The U.S. Department of Commerce, Office of Travel and Tourism Industries recently published its annual Year in Review report for 2009. Simply put, the global economic slowdown created the most difficult environment for the tourism industry since the tragic attacks of September 11, 2001.
The United States welcomed 54.9 million international visitors in 2009, a decrease of 5 percent when compared to 2008.
Total international visitor spending in the United States ($121 billion) dropped precipitously in 2009, resulting in a record-setting yearly decline of nearly $21 billion (-15%).
Much of this decline was centralized in one market: the U.K. Visitor spending declines from this one market alone ($4.6 billion) surpassed the combined declines from Africa and the entire Asia and Pacific region.
The impact was not limited to international travel.

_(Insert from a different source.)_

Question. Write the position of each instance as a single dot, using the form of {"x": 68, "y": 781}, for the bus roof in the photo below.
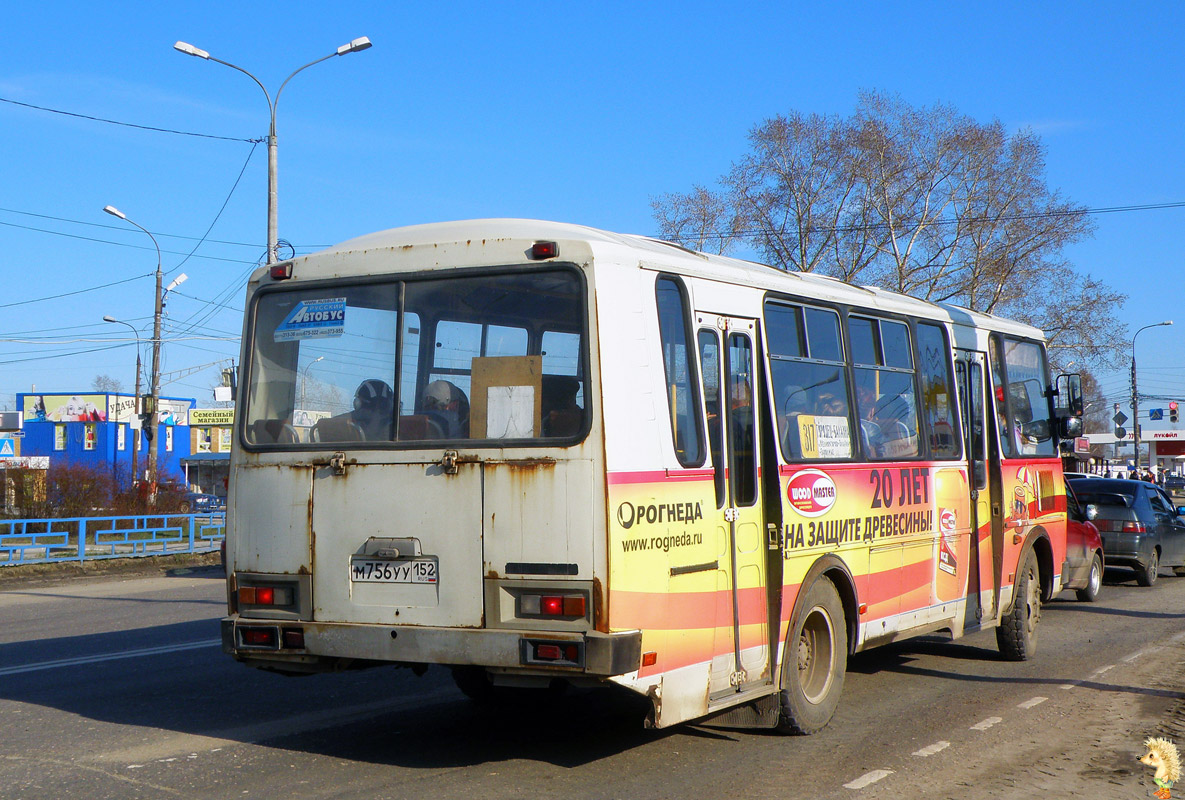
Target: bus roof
{"x": 672, "y": 257}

In fact, the total spending (domestic and international) by the U.S. travel and tourism industries were $100 billion less than in 2008, by far the single largest contraction the industry has experienced.
The industry also lost nearly 400,000 industry-related jobs in 2009, essentially eliminating all employment gains since 2004.
In summary: 3.1 million fewer visitors; $21 billion decline in total travel and tourism-related exports; $100 billion decline in industry output, and 400,000 fewer jobs.
Within the report there is a summary of the changes over the last decade for travel to and within the U.S. in terms of international arrivals, travel and tourism exports, employment, output and prices.